Pochi giorni dopo la vittoria dello Scudetto, Luciano Spalletti aveva promesso che si sarebbe preso un anno sabbatico: troppo grande la voglia di recuperare il caleidoscopio di emozioni suscitate dalla Storia scritta con il Napoli. Una cavalcata dominante, capace di esaltare l’universo partenopeo. Ma al contempo, esaurire le energie nervose di chi svolge la sua professione in maniera totalizzante, senza mai staccare la spina. Quindi, il desiderio di riscoprire il micro universo della normalità, il lento scandire della vita quotidiana accanto a moglie e figli nella tenuta di Montaione, piuttosto che lavorando sul campo, sembrava l’unica strada percorribile per sfuggire ai demoni dello stress post trionfo.

Poi sono arrivate le traumatiche dimissioni ferragostane di Mancini e la richiesta di Gravina, quasi obbligato a giocarsi la carta dell’allenatore Campione d’Italia per risollevare le sorti della Nazionale. Unica mossa plausibile per tranquillizzare i tifosi di Azzurra. Nonchè calmierare gli animi di sponsor vari e stockholder assortiti, assai preoccupati dal rischio di un’altra mancata qualificazione. Oltre, ovviamente, a salvare la poltrona di presidente federale, sempre più traballante. Insomma, se uno strisciante malcontento accompagnava la torrida estate dell’italico pallone, facendo da corollario allo spettro dell’ennesimo fallimento della gestione Gravina, pare che Spalletti abbia fatto da collante un pò a tutti.

Una cosa è certa: esaurito lo spirito di Wembley, serviva una scossa. Ecco perchè l’ex allenatore del Napoli è stato chiamato a furor di popolo. Ha il carisma e le idee per interpretare il ruolo salvifico del Demiurgo, destinato a intervenire sul caos originario, affinchè si possa conferire poi ordine alle cose.
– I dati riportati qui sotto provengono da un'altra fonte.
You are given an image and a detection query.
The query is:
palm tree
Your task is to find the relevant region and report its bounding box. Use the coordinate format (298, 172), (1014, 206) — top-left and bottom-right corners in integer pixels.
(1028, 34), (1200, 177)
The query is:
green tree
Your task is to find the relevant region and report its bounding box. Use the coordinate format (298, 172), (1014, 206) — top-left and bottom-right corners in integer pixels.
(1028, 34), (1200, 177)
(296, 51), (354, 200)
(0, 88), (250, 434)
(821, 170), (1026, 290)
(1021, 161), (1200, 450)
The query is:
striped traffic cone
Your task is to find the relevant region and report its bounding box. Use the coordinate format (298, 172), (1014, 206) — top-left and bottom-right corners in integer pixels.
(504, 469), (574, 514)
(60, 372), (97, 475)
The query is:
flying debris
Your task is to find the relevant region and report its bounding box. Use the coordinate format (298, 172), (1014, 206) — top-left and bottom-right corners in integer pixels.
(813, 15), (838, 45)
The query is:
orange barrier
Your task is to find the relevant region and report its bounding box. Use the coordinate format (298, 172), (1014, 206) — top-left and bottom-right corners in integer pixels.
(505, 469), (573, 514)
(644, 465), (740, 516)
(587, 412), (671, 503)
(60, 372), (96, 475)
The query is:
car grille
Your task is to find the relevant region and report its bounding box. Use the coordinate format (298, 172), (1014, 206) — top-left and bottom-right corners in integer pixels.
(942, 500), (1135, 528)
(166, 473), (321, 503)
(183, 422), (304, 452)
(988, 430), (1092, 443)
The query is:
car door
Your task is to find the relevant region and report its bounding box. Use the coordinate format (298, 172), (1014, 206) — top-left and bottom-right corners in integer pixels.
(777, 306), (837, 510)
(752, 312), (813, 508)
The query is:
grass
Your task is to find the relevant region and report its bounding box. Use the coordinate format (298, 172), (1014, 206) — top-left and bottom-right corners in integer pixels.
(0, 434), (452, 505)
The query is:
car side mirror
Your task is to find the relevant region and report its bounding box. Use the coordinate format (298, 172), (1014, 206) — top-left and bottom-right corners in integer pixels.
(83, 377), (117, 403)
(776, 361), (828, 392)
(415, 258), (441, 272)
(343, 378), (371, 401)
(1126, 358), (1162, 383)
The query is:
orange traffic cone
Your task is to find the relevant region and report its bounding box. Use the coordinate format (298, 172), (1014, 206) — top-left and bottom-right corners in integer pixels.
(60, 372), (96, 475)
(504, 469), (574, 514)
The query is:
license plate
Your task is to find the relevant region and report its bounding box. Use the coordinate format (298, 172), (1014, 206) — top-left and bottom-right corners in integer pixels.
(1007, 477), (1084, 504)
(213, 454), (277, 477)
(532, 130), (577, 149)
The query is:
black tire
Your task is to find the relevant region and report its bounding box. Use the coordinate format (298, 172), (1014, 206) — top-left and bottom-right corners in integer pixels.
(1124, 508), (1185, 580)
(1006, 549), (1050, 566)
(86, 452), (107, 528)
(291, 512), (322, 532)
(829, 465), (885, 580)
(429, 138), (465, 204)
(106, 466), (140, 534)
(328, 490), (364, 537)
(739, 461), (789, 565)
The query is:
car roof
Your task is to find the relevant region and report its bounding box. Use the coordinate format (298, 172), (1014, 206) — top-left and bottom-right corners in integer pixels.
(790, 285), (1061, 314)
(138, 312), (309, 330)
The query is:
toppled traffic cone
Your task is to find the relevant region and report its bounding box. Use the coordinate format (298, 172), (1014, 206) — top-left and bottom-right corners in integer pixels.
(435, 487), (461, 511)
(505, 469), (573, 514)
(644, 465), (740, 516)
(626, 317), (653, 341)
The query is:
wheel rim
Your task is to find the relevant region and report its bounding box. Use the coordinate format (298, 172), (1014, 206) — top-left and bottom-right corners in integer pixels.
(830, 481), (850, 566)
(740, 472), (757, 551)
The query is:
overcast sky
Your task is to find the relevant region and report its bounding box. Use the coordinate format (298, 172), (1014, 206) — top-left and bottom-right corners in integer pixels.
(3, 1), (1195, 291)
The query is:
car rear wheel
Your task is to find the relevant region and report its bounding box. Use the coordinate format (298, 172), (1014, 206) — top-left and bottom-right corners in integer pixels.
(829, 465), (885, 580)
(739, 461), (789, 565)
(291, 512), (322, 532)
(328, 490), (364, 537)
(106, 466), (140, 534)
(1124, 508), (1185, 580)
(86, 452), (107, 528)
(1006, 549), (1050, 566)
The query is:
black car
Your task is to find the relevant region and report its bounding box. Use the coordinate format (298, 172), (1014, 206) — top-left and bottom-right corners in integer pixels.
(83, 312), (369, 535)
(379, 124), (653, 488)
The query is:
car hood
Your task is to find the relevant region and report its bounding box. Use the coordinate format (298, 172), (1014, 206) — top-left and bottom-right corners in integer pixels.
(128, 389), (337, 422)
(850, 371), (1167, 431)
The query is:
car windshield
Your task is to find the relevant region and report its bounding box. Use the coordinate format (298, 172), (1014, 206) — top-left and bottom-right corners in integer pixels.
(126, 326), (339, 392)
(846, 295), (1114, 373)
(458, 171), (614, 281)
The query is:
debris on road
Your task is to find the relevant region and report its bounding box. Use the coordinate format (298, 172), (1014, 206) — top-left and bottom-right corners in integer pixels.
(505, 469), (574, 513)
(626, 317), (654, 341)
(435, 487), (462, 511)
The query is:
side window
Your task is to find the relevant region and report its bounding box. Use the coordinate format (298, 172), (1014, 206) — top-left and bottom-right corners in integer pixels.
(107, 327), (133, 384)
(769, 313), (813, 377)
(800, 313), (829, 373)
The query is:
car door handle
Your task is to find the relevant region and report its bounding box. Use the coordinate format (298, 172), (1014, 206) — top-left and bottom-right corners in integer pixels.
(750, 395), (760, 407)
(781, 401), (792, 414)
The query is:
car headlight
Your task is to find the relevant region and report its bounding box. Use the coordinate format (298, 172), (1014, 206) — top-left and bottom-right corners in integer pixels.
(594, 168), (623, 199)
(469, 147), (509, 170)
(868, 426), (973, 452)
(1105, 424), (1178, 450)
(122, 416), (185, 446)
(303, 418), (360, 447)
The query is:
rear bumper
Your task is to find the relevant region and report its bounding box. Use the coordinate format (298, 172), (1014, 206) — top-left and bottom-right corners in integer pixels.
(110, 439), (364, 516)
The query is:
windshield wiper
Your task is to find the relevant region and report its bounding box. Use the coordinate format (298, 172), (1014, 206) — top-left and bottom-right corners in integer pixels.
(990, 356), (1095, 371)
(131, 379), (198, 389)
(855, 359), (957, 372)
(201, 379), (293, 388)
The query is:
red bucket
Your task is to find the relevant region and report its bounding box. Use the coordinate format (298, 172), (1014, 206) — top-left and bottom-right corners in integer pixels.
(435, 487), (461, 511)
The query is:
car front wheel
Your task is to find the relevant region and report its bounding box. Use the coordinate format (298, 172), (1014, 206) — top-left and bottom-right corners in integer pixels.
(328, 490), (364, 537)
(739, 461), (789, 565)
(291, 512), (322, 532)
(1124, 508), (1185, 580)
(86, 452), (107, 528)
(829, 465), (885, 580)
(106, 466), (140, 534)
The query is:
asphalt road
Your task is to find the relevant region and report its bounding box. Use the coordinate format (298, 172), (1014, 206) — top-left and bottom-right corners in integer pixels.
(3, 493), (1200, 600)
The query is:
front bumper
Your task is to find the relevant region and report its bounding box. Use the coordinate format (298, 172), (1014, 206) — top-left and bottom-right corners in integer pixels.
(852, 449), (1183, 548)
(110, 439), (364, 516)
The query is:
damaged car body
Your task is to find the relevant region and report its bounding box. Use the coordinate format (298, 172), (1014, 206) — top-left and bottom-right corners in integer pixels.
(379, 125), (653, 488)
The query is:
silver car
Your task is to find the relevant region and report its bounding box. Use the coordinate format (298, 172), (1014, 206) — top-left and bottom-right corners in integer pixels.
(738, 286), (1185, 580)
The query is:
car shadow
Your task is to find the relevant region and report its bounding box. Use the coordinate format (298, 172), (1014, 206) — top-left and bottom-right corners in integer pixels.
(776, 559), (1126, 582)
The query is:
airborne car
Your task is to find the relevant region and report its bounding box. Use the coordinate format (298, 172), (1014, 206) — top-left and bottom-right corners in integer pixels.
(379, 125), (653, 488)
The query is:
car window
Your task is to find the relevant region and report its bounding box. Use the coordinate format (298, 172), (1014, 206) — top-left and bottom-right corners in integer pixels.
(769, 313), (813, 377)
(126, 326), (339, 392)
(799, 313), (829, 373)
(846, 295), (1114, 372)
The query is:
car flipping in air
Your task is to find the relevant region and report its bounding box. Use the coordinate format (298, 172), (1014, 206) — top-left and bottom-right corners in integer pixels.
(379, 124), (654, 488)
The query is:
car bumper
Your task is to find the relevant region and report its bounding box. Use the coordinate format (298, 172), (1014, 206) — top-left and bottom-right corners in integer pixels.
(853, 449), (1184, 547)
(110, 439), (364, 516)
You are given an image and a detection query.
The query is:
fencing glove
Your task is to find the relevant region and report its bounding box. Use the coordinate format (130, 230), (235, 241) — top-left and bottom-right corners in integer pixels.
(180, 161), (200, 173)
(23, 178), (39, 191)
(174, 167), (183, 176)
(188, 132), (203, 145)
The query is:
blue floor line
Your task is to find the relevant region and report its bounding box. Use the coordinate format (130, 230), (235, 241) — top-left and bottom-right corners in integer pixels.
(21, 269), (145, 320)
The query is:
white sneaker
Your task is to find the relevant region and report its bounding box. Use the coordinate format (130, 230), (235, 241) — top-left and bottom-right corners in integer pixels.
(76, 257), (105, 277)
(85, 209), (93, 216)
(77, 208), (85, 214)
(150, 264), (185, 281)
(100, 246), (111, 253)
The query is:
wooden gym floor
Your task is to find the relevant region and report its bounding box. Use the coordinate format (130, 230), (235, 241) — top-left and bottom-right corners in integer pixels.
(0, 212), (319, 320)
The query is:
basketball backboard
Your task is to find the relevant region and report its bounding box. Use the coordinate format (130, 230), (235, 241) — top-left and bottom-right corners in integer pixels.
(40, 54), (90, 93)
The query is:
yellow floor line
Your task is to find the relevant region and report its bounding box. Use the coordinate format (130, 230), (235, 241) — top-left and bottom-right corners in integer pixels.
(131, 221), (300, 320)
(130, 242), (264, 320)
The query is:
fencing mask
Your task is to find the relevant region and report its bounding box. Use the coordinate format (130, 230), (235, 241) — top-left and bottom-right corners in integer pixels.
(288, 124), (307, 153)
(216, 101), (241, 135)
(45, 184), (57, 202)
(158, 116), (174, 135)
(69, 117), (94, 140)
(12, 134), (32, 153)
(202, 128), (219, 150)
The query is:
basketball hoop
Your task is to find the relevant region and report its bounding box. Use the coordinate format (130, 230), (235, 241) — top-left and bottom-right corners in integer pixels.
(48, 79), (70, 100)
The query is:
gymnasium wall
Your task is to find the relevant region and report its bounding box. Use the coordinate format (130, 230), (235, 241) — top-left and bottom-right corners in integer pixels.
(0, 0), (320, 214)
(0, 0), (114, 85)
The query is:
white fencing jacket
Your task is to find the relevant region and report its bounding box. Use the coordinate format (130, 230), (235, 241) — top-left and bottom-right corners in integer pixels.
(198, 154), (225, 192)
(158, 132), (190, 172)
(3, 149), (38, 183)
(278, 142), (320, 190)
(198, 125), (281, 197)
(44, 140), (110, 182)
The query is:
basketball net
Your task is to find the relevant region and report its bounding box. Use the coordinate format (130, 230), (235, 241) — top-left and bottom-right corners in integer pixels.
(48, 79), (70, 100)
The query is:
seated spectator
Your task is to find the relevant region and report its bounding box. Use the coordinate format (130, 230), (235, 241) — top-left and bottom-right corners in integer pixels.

Stasera, dunque, accomodandosi per la prima volta sulla panchina dell’Italia contro la Macedonia, l’Uomo di Certaldo cambia ruolo. Da allenatore a Commissario Tecnico, partendo dalle galline del Cioni fino ad arrivare a Fratelli d’Italia, è stato un viaggio lungo. Allegoria di una parabola professionale bellissima, che certifica la circolarità della vita, non solo calcistica di Lucianone.